J wandered down the Boulevard of Broken Brown Bottles, staring at the derros passed out in the gutter. He was distracted from the idea of infiltration and considered filtration as a solution. These derros sure must get dehydrated. Then he completely forgot what infiltration meant. And thus, the cunning plan of the three demons had been thwarted by the hopelessly short attention span of our drug-fucked protagonist.
Mutant hookers approached J but he ignored their advances and continued on his way. He stopped and watched the savage murder of a man and his dog by three of Germy’s pigs. The man’s only crime had been to frotteur against an innocent group of policemen at a bus stop.
J was in the midst of implementing yet another stupid idea. He had staked out where Germy’s motorcade would be passing the next day. He had located a convenient spot for his assassination attempt from a nearby Telecablex building. In the ensuing chaos he would make his way to the Psychoville Laboratories and steal the Mono100. He would then become the greatest rock’n’roll entity ever known to man.

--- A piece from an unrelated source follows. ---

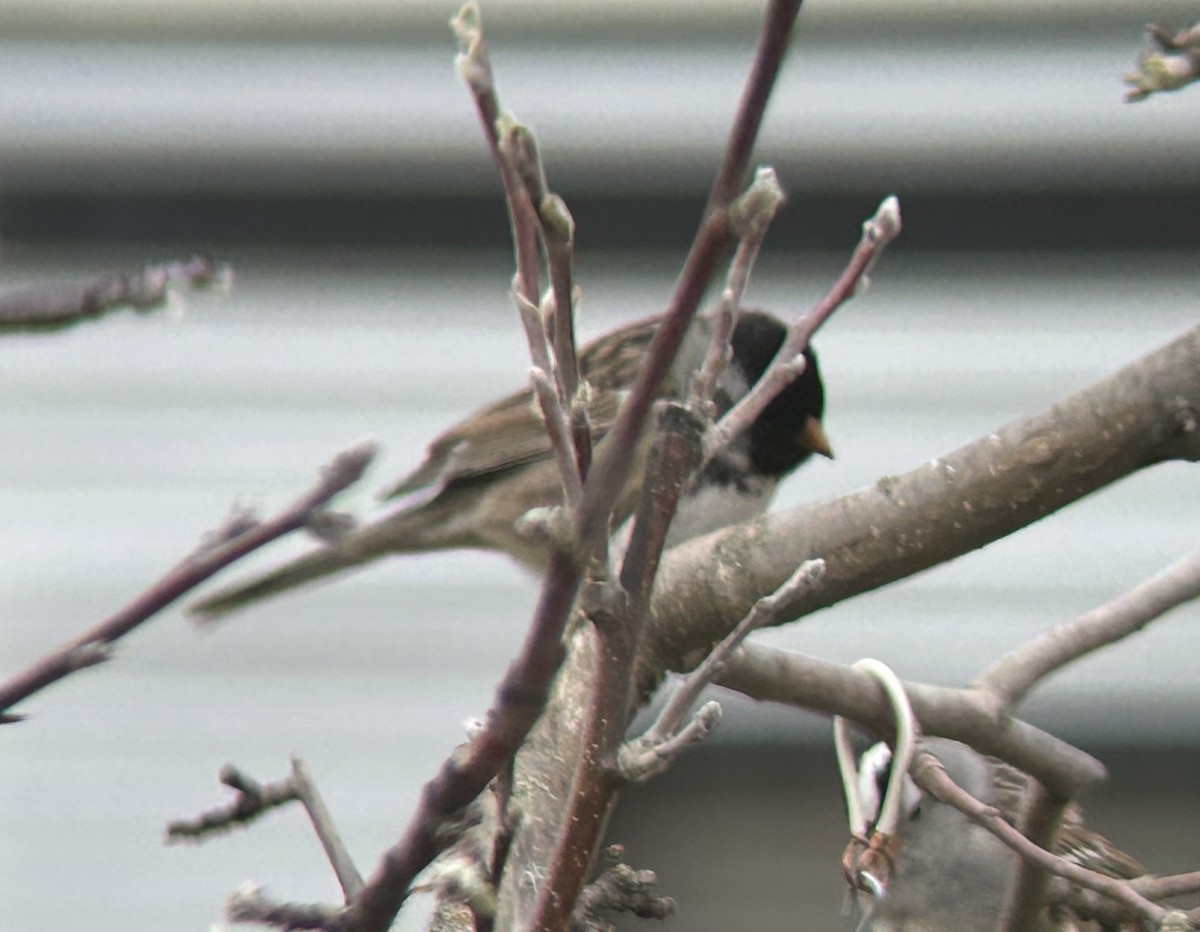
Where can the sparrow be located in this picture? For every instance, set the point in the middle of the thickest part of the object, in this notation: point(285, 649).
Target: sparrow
point(951, 873)
point(481, 475)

J felt his stomach rumble with ravenous hunger. He rented another hotel room and dialled up some large ribs and garlic bread, plus a slab of Pink Moscow. While waiting for the ribs, he was so hungry he was sexually aroused. Finally there was a knock on the door. The naked delivery girl from Puny Versal’s Ribs and Bonk on the Run licked her lips as she handed J the foil container.
“Thanks lady,” said J and slammed the door in her face. He peeled off the cardboard lid and let the aroma of suffering animals and delicious barbecue sauce assail his nostrils. He noticed something written in black pen on the lid. It said:
To my lover of barbecued ribs,
Happy Valentine’s Day
(Big Heart)
Anytime you want to frotteur on Melbourne’s public transport system
Just let me know
Yours eternal
Mary S
J felt all warm and fuzzy and started hoeing into the delicious ribs. Ribs, ribs, ribs. Soft tender ribs. My god! Mmmmmm sauce. Yes, yes, yes! J let the sauce smear across his face and drip onto his bulging crotch. He stripped the meat right down to the bone and licked it erotically.
“My god. Ribs. Jesus Christ, I love you.” he thought.
“It’s like that sometimes,” thought J.
Small details become blessedly important. Most of the time, to most people, the ribs are just ribs. But to him, they were everything. J had had a similar experience after his very first sleepless drunken night, when he was seventeen. He had wandered into the kitchen where someone had just cooked a bowl of rather greasy spaghetti. He had stared at the spaghetti for what seemed like hours, talking to people who wandered through the kitchen without lifting his gaze from the spaghetti. He wished he could control it. He supposed that he should be grateful that it happens at all.
After six hours contemplating the existential nature of his meal, J decided it was time to bust a move. He grabbed his crotch, threw one elbow out to the side and said: “Chica’chi’cheeeya.”
He felt better.
J checked out of the hotel with the aid of his trusty coat hanger and made his way toward the Telecablex building on the corner of the Boulevard of Broken and Bobbitted Men and the Boulevard of Batty Boys. He paused at the street lamp that he would use as a landmark when Germy passed under it. Staring up at the window that he planned to shoot from, J had a sudden flash:
“...The fires are burning deep within the cave of Kali, the natives are hungry wanting the ir meat, their drums are beating ever and ever on, a drone of want. Hot lava carousing across the floor, tsunamis deluge on the shore, quoth the raven: ‘Nevermore.’”
He paused as he felt a hot spurt of cum dribble down his leg. Chaos had always excited J. Even nonsensical verse sent him wild!